Gegen Ende bringt es Matthew Herbert noch einmal auf den Punkt: Er hofft, dass er andere dazu animieren kann genauer zuzuhören. Zu dem Zeitpunkt hat er aber schon zahlreiche Male vorgeführt, was er damit meint. Der Dokumentarfilm A Symphony of Noise, welcher den britischen Musikproduzenten über mehrere Jahre begleitet, zeigt ihn bei den Aufnahmen von Geräuschen, die er irgendwie in sein Werk integrieren möchte. Die Auswahl ist groß und mindestens kurios. Die wenigsten Menschen dürften auf die Idee kommen, jemand anderen über Eier laufen zu lassen und das mit dem Mikrofon aufzunehmen. Auch das Fällen eines Baumes gehört nicht unbedingt zu den akustischen Bestandteilen, die einem auf Anhieb einfallen, wenn es darum geht, Musik zu machen. Von dem Schwein ganz zu schweigen, das gewöhnlich auf einer Farm zu Hause ist, nicht auf einem Album.

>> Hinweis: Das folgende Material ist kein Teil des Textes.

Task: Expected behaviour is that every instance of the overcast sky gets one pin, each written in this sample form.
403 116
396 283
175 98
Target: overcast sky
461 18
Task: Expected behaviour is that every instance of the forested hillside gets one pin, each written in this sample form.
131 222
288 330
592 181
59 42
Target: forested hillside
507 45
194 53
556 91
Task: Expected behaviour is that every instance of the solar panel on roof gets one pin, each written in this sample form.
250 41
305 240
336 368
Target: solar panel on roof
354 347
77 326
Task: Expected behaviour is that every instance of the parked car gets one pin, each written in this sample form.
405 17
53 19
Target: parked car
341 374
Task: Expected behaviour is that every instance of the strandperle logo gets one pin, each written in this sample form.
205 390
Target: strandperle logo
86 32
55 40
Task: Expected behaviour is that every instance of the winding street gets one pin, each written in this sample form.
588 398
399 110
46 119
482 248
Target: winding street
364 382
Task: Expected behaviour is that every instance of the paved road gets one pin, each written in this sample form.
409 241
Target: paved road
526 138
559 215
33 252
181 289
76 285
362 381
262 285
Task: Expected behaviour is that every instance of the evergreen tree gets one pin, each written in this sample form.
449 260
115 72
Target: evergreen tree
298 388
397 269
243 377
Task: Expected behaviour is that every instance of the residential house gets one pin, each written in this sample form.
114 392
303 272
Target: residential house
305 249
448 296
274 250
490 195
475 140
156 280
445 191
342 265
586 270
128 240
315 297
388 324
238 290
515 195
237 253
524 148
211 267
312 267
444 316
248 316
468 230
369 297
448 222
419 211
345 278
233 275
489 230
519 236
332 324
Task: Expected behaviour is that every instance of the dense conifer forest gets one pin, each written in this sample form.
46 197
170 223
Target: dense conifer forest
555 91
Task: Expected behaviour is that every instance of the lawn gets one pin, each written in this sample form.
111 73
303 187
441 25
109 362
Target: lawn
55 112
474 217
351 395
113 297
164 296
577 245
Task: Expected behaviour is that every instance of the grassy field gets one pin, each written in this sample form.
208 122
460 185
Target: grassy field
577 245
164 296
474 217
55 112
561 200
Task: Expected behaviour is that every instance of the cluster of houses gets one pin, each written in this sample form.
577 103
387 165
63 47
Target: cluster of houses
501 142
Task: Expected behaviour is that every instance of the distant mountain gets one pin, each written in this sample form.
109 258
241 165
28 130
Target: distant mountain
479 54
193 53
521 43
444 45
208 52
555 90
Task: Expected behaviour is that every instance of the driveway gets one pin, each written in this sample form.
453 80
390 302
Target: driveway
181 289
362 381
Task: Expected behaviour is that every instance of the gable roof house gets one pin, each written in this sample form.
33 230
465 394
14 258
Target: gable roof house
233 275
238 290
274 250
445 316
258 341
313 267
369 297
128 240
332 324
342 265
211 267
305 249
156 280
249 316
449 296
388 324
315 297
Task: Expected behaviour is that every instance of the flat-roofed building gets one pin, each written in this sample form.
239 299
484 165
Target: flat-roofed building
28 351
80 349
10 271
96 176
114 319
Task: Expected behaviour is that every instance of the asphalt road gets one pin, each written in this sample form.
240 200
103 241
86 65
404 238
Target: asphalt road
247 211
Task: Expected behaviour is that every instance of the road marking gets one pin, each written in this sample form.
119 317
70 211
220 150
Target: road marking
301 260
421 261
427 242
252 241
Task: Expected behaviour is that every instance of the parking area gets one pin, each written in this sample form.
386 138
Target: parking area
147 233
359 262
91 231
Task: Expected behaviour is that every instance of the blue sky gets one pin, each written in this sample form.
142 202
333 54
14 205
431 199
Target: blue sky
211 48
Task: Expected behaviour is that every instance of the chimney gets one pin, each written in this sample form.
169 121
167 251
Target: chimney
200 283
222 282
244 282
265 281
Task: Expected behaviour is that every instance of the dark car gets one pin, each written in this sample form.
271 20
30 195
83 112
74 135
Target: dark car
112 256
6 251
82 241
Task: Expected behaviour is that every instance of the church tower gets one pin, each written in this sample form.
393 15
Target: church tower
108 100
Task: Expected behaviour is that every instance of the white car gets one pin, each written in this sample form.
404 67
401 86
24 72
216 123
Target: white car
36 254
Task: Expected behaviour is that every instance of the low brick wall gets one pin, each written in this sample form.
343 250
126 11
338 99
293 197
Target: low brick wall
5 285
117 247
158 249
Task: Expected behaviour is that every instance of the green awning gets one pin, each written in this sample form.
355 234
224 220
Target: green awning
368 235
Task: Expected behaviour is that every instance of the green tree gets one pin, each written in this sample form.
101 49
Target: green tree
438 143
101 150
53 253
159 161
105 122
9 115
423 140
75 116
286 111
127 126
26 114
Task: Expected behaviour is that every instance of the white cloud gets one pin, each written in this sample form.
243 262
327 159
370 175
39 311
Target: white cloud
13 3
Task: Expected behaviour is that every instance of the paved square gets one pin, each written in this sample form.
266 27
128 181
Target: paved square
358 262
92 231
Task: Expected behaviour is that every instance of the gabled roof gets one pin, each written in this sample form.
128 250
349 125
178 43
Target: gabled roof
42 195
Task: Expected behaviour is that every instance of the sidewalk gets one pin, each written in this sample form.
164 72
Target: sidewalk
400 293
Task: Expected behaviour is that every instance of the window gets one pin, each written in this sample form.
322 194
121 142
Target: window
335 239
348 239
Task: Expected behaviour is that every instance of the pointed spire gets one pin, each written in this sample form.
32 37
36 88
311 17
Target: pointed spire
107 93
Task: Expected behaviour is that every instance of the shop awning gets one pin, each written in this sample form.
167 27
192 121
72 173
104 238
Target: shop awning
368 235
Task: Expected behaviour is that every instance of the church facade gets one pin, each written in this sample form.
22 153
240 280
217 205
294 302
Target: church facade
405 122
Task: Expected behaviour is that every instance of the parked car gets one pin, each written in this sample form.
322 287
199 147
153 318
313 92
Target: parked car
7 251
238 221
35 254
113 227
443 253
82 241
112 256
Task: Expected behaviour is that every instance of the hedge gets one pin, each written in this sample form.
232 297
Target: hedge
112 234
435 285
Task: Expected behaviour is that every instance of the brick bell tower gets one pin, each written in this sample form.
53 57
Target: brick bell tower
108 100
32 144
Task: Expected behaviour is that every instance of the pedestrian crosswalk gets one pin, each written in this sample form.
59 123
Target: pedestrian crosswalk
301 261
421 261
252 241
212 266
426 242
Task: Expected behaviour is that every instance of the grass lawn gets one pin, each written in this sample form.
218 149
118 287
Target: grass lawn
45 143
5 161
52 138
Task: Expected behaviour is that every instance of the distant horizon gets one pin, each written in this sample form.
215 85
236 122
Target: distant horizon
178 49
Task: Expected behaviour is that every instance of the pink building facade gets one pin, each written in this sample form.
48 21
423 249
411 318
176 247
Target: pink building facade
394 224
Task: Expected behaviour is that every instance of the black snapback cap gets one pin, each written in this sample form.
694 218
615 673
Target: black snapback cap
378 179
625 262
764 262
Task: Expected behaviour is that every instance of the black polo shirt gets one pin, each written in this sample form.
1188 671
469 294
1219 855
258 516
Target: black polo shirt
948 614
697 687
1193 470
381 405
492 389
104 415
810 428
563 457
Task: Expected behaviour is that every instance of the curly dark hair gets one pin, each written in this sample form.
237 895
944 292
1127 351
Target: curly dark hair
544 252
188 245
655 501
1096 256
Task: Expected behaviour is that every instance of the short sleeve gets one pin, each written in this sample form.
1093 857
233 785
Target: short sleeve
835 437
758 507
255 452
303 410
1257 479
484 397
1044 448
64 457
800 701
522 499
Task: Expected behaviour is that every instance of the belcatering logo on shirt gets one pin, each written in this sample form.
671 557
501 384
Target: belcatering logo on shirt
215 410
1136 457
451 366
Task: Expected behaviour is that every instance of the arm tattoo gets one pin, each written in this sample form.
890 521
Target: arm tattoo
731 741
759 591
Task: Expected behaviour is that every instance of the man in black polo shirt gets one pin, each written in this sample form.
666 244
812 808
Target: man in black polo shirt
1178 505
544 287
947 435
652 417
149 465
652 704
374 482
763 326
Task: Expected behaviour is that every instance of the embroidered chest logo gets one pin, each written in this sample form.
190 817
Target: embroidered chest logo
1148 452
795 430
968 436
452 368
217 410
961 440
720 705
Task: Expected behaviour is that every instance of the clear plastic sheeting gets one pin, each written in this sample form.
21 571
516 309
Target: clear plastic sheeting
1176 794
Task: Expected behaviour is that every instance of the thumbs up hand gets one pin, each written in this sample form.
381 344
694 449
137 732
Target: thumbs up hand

Aber gewöhnlich ist bei Herbert nur selten etwas. Das ist teilweise natürlich schon auch mit dem Wunsch nach einer gewissen Provokation verbunden. Er sei gern ein Unruhestifter, wie er zu Beginn von A Symphony of Noise mit einem Lächeln erklärt. Seiner Arbeitsweise liegt aber mehr zugrunde als nur das Bedürfnis, sich von anderen zu entscheiden. Wichtiger noch ist die Neugierde, die ihn antreibt. Eine Neugierde darauf, wie etwas klingen könnte – etwa das Frittieren einer Trompete. Neugierde aber auch, wie sich solche Geräusche verwenden und mit anderen teilen lassen. Seine Auftritte sind immer auch Events, bei denen Grenzen überschritten werden, das Publikum selbst zu einem Instrument werden kann.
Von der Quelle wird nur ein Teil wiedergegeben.